Os funcionários do Paraná definem este início de 2015 como o pior momento vivido pela crise – os atrasos salariais e as dificuldades financeiras assolam o clube há pelo menos três anos. E o cenário é preocupante. Muitos trabalhadores – que, além dos salários, também não recebem Fundo de Garantia por Tempo de Serviço (FGTS) – acionam a Justiça. O próprio gerente de futebol, Marcus Vinicius, tinha falado durante o pronunciamento no último domingo que, se não houver união no clube, “a Justiça vai tomar tudo do Paraná”.

– Todo mundo que sai entra na Justiça. Tinha gente que trabalhava há mais de 20 anos no clube, que queria continuar, mas chega uma hora em que chega ao limite. Um tempo atrás, (integrantes da diretoria) falaram que ia melhorar, que essa diretoria faria diferente. Vamos esperando. E a gente vai ficando, vai ficando. Mas é difícil de sair. No meu caso, eu dependo disso aqui e não tenho para onde ir – diz um empregado do Tricolor, há seis meses sem salário. 
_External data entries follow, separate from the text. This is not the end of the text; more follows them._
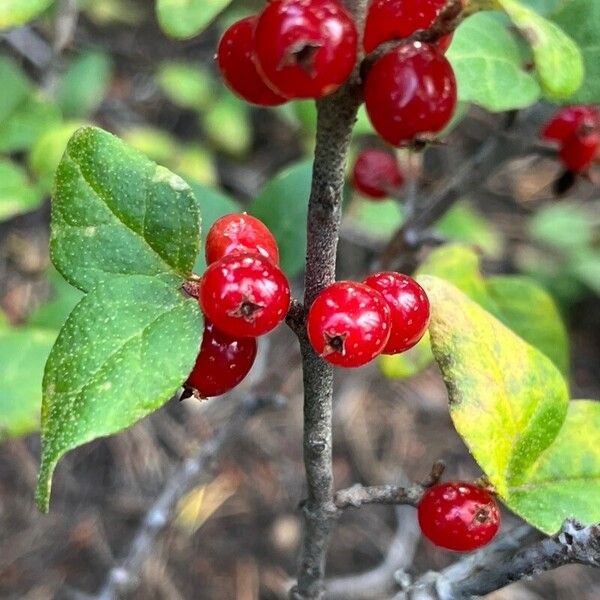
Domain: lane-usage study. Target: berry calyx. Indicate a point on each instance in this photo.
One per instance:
(580, 150)
(389, 20)
(235, 57)
(349, 324)
(410, 93)
(244, 295)
(305, 48)
(222, 363)
(458, 516)
(376, 174)
(409, 307)
(240, 234)
(569, 120)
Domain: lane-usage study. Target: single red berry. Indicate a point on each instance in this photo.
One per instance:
(222, 363)
(240, 234)
(580, 150)
(570, 120)
(389, 20)
(376, 173)
(410, 92)
(305, 48)
(458, 516)
(409, 307)
(244, 295)
(349, 324)
(235, 57)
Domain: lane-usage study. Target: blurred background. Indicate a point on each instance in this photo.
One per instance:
(236, 533)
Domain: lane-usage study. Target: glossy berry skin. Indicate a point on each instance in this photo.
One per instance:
(389, 20)
(222, 363)
(410, 93)
(305, 48)
(240, 234)
(348, 324)
(579, 151)
(409, 307)
(244, 295)
(570, 120)
(376, 174)
(458, 516)
(235, 57)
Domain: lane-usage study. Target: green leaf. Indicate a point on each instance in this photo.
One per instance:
(500, 388)
(558, 60)
(518, 302)
(84, 84)
(184, 19)
(282, 205)
(26, 123)
(187, 85)
(564, 482)
(123, 352)
(17, 195)
(15, 86)
(213, 205)
(18, 12)
(581, 20)
(23, 353)
(64, 298)
(116, 212)
(489, 65)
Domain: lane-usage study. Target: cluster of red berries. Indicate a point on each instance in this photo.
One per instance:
(309, 48)
(458, 516)
(577, 130)
(243, 295)
(351, 323)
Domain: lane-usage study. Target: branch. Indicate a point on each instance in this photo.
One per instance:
(124, 576)
(506, 561)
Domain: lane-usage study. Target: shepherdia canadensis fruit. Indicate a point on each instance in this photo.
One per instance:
(410, 93)
(235, 57)
(349, 324)
(389, 20)
(376, 174)
(240, 234)
(409, 309)
(244, 295)
(458, 516)
(222, 363)
(305, 48)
Procurados pela reportagem, o presidente Rubens Bohlen e diretores do Paraná não atendem as ligações desde a manhã de segunda-feira. Os próprios funcionários reclamam dessa omissão por parte da cúpula tricolor, que não dá explicações e muito menos uma previsão:

– A gente não quer o mal do clube. Só quer receber. Mas ninguém vem aqui explicar o que está acontecendo, ninguém fala quando a gente vai receber – completa outra funcionária, que tem recebido há sete meses apenas o dinheiro para ir para o trabalho e voltar, de ônibus.

Com tantos funcionários ou ex-funcionários na Justiça, a infraestrutura do Paraná acaba correndo risco. O clube conta, atualmente, com quatro sedes: Vila Capanema, Vila Olímpica do Boqueirão, Ninho da Gralha e Sede Social da Kennedy.
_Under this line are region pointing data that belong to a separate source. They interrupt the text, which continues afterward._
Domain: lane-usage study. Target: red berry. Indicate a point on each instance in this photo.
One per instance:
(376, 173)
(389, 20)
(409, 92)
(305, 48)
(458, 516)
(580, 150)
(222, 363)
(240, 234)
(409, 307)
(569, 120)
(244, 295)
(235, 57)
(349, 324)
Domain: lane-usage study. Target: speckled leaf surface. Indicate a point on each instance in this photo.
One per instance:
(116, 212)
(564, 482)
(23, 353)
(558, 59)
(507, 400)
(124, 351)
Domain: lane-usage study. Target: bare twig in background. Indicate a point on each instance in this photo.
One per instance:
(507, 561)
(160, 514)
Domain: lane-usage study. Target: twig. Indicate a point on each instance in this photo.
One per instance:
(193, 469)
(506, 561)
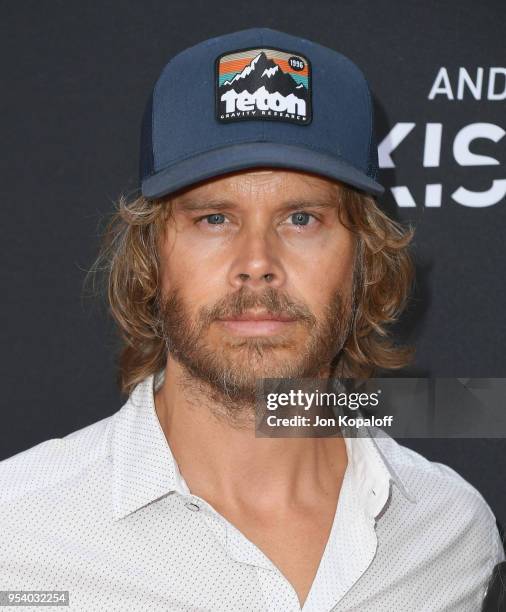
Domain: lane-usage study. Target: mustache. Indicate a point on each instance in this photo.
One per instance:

A Vila Capanema está em disputa na Justiça por uma dívida do clube com a União. A diretoria quer fazer um acordo para que ela retire a ação e libere o terreno. Em troca, a prefeitura de Curitiba construiria uma arena no Boqueirão. O Ninho da Gralha é usado pelas categorias de base. Já a Sede da Kennedy teve seu salão – palco de festas famosas no passado – arrendado em novembro de 2012.
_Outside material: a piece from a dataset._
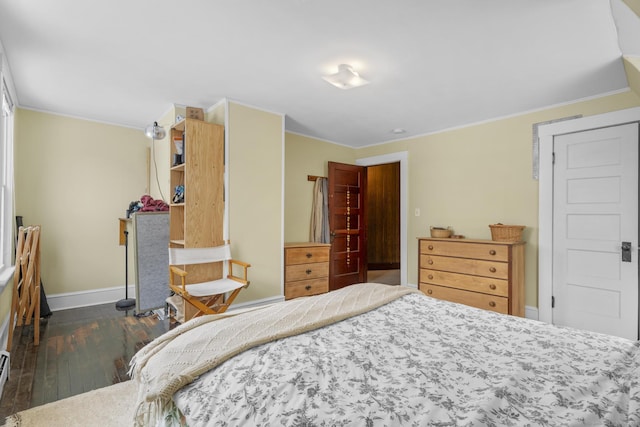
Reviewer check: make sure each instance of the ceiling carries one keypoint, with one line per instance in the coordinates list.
(432, 64)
O momento atual é dramático. O clube até tenta algumas ações, como reduzir a folha salarial do elenco, unir os planos para oferecer mais benefícios aos sócios e buscar novos parceiros (como no ano passado, para que o CT Racco virasse a “casa” do grupo principal). Mas o futuro é muito preocupante. Há uma luz no fim do túnel? O que será feito para que o Tricolor volte a brilhar como há 10, 15 ou 20 anos?

– Tem hora que dá revolta. Espera (o salário) hoje, espera amanhã, espera um mês, outro, outro e nada. Peço para Deus que as coisas melhorem. Só Jesus pode dar uma luz – conclui uma funcionária, há mais de 20 anos no clube e que conta os dias para a aposentadoria.